Everyone has a different perception of how their life will be after retirement. However it is important to note that in retirement, life doesn’t become more affordable. When planning your retirement budget, critical decision making is incorporated in the process. With retirement it doesn’t matter how fiscally prepared you are, one must be assured that they will have enough money accessible which can sustain the lifestyle of both them and their family for a long period of time.
There are many theories pertaining to how one can budget for retirement but the most common is a rule of thumb which supports the setting aside/saving of a specific percentage of money for the ‘golden years’. However, there exists a competing theory that states that one should budget in accordance with the lifestyle one plans to live once they retire.
Investing for Retirement
Even though the perception might be different, prospect and current retirees have one common thing, they have a rough estimate of how much they need once they retire.
With this in mind, both the prospects and current retirees have to set up strategies that will maximize their income while still reducing the amount of exposure to taxes and debts which may come in form of payday loans, mortgages etc.
When it comes to debt, research has shown that although many households may prefer to retire with no debts weighing on them, some retirees may prefer to have some debt as long as it is increasing liquidity through investments. If the investments are yielding a high return then one may opt to manage the debt. However, it is important to note that excessive debts are NOT a very smart strategic plan for your retirement.
In this era of extensive legislative changes, income taxes from investments should be ostracized by the retiree at all cost. Before making any investment decision it is highly advisable that one seeks legal consultation from their tax advisors who will be able to help in the reduction of tax exposure before and after retirement.
Income and Tax Strategies
As earlier mentioned, the most common strategy for catering for retirement expenses is saving. However, there are many problems that one may encounter when using this method and it is unfortunate if one completely relies on this kind of retirement strategy.

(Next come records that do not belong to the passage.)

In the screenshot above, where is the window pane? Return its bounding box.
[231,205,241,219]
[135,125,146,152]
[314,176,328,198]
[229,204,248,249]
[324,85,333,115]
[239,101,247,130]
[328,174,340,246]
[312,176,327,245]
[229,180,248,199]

Gravitation in this kind of businesses ranges from inability to save up sufficiently due to meager salary to the risk of fraudulent activities from unscrupulous people in the money making industry. However, this gravitation has been able to be solved through dedicated enterprises such as Department for work and Pension (DWP) whose policies help not only in tackling poverty, but also have been able to understand the root causes of this menace in order to be able to establish its symptoms. The DWP has been able to help individuals earn decent incomes which promote saving for retirement and also have been able to set a platform whereby levels of fraud and errors are nullified.
In addition another strategy that has been incorporated in most retirement budgets is the need to have another source of income which in layman’s language is actually, taking another job. With this strategy it means that the retiree will have to be committed to something else other than his current source of income.
Such an example is a prospect retiree who works as an IT administrator committing his free time from the job to farming and selling his fresh produce to large enterprises such as hotels. It is important to note that when using this strategy, the retiree should engage in something they love in order to avoid monotonous activities that may fail at the end of the day. Income tax considerations also surface when it comes to this plan therefore it is important that one is able to first consult their tax advisors before indulging in such an investment.